From the Wall Street Journal, 15 December 2010. (Story by Amy Dockser Marcus)
An advisory committee to the federal Food and Drug Administration is recommending that people with chronic fatigue syndrome be barred from donating blood, amid concerns a retrovirus may be linked to the disease.
The panel voted Tuesday 9 to 4 that the FDA should require a screening question to ask potential donors if they have a medical history of chronic fatigue syndrome and, if so, exclude them from donating.
The recommendation by the panel must now be reviewed by the FDA, which typically follows the advice of such panels but is not required to do so. An FDA spokeswoman said there was no timetable yet on a final decision.
The panel’s recommendation is a significant milestone for patients, who have often felt maligned by the medical community. The syndrome, which affects over one million people in the U.S., is diagnosed based on symptoms that include severe pain, debilitating fatigue and cognitive difficulties. There isn’t a known cause, however, and many patients say doctors often don’t believe they are sick.
There has been intense interest about whether sufferers of the syndrome should be barred from donating blood since last year, when the journal Science published a paper linking a retrovirus called XMRV to the disease. The science on whether XMRV is associated with chronic fatigue syndrome or other diseases, causes disease, or can be transmitted through the blood is still hotly debated.
The AABB, an umbrella group comprising centers and groups that collect most of the nation’s blood supply, recommended in August that until the scientific questions are worked out, people with chronic fatigue syndrome should be discouraged from donating blood. The American Red Cross, which collects about 50% of the nation’s blood supply, has been asking potential blood donors since October to say whether they have the condition and bars such patients from giving.
The panel’s recommendation, if adopted by the FDA, goes a step further because it would include a question about diagnosis as part of the screening questionnaire that donors must answer before giving blood. The FDA regulates the nation’s blood supply and so its decision would cover all blood centers.
The decision isn’t expected to have a big impact on the volume of the blood supply. Susan Stramer, executive scientific officer of the American Red Cross, presented data to the panel based on the experience of the Red Cross in the two-month period since they told their centers to stop taking donations from patients with the syndrome.
Dr. Stramer said that of one million blood donors in this period only 34 came forward and identified themselves as being diagnosed with it.
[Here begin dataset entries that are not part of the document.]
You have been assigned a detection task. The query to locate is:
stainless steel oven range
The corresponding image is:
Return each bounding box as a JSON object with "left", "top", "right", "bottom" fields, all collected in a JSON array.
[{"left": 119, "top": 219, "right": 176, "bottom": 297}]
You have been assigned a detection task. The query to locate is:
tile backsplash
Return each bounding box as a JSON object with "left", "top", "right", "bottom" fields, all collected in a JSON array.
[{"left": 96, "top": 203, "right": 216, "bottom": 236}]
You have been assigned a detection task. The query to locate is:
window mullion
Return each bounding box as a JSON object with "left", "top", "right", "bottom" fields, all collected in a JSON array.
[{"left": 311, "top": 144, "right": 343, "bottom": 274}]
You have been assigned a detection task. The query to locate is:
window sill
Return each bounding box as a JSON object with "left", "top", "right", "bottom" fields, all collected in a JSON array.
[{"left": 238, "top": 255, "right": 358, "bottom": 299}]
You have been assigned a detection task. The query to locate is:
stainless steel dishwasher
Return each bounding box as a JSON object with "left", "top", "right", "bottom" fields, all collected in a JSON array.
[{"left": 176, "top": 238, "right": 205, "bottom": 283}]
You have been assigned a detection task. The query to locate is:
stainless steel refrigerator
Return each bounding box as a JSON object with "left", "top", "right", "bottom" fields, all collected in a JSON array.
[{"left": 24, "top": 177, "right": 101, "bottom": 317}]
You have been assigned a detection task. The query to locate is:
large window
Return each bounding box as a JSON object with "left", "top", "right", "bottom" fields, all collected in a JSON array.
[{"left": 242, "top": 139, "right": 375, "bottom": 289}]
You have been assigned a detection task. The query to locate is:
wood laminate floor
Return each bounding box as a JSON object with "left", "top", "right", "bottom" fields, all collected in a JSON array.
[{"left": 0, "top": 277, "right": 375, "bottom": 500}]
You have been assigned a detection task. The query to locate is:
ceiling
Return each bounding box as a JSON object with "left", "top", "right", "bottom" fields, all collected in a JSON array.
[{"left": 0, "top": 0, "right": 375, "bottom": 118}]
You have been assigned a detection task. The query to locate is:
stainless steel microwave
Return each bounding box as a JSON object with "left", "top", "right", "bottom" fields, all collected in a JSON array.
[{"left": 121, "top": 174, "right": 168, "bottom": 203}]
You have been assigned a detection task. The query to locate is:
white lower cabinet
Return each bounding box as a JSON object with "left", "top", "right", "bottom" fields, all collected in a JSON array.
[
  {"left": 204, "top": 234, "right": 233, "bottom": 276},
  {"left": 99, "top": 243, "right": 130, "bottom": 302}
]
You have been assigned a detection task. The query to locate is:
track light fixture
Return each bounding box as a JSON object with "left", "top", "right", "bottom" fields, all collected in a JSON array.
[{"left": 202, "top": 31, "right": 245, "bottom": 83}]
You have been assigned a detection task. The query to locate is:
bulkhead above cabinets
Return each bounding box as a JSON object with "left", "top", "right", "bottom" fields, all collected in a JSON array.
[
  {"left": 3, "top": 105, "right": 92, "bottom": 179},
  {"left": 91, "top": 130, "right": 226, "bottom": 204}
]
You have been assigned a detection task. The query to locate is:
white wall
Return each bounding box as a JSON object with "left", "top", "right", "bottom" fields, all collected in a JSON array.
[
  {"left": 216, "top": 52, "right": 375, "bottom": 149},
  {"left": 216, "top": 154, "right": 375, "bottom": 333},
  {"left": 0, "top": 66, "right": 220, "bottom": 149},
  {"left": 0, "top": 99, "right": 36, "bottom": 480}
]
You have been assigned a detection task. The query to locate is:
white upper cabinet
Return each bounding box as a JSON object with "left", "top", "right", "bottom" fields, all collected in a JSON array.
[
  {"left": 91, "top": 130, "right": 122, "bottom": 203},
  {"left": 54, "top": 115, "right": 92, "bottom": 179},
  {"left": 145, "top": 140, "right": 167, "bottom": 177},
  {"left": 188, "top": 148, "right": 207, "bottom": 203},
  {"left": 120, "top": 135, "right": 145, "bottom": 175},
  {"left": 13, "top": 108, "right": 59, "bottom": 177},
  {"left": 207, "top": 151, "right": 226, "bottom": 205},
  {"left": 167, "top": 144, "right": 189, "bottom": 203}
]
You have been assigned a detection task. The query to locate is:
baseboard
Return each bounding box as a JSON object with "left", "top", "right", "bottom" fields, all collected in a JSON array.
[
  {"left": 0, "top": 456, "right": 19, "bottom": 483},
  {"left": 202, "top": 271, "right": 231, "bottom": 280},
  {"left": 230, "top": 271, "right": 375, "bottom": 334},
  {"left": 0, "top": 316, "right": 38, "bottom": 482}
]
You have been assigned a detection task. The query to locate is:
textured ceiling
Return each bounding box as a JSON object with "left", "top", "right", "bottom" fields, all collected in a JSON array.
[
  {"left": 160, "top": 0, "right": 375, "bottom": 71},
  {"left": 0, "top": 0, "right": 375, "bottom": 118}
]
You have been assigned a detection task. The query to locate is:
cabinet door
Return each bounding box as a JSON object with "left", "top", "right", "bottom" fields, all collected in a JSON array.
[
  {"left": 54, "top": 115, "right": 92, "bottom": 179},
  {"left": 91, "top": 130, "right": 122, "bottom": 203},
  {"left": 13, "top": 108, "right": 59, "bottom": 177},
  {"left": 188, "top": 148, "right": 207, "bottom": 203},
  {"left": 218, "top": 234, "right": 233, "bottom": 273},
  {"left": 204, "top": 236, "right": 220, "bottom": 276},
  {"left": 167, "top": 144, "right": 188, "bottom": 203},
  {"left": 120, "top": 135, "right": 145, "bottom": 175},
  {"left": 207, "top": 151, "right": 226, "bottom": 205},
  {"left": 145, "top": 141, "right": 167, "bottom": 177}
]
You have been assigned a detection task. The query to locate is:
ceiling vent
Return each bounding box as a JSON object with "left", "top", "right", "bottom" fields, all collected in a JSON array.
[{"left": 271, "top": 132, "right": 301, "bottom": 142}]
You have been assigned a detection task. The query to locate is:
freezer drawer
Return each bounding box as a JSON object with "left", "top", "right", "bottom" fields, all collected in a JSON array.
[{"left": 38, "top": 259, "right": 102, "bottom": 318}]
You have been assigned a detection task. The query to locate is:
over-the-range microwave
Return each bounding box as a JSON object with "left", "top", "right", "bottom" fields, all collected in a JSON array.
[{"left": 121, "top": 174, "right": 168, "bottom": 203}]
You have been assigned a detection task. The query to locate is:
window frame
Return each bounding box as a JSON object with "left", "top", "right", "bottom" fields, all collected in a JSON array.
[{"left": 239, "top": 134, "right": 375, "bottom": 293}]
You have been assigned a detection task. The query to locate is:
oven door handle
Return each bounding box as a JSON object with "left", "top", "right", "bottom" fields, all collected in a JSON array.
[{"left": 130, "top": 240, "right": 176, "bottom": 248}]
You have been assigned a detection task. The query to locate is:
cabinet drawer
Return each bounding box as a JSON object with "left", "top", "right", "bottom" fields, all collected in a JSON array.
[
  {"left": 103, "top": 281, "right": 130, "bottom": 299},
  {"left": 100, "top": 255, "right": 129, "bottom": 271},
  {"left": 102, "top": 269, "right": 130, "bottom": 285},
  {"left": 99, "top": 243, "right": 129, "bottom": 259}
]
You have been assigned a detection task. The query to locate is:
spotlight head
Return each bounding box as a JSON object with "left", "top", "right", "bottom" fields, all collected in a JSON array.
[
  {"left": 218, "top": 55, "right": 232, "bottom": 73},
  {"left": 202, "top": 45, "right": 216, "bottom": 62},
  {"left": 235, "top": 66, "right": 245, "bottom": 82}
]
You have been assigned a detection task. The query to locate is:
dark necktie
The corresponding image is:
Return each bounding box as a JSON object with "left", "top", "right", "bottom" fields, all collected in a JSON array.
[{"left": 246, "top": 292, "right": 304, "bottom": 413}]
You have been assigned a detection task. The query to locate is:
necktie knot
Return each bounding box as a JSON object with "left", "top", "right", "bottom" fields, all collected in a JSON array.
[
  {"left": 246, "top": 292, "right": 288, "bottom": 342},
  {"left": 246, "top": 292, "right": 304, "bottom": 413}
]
She said this represented only .003% of the donors.
Judy Mikovits, who led the team of researchers that published the study in Science linking XMRV to chronic fatigue syndrome, said Tuesday’s decision is a victory for patients because “for the first time ever, they are being seen as sick with an infectious disease.”
John Coffin, a retrovirologist who was a member of the advisory panel and voted to support a screening question, said that he still didn’t know for certain whether or not XMRV is associated with chronic fatigue syndrome. But he said there was enough scientific evidence to support the notion that at least some cases of the condition are caused by an infectious agent.
“Even if it turns out that XMRV is not the cause, there might be something else and prudence dictates a deferral of blood donations,” Dr. Coffin said.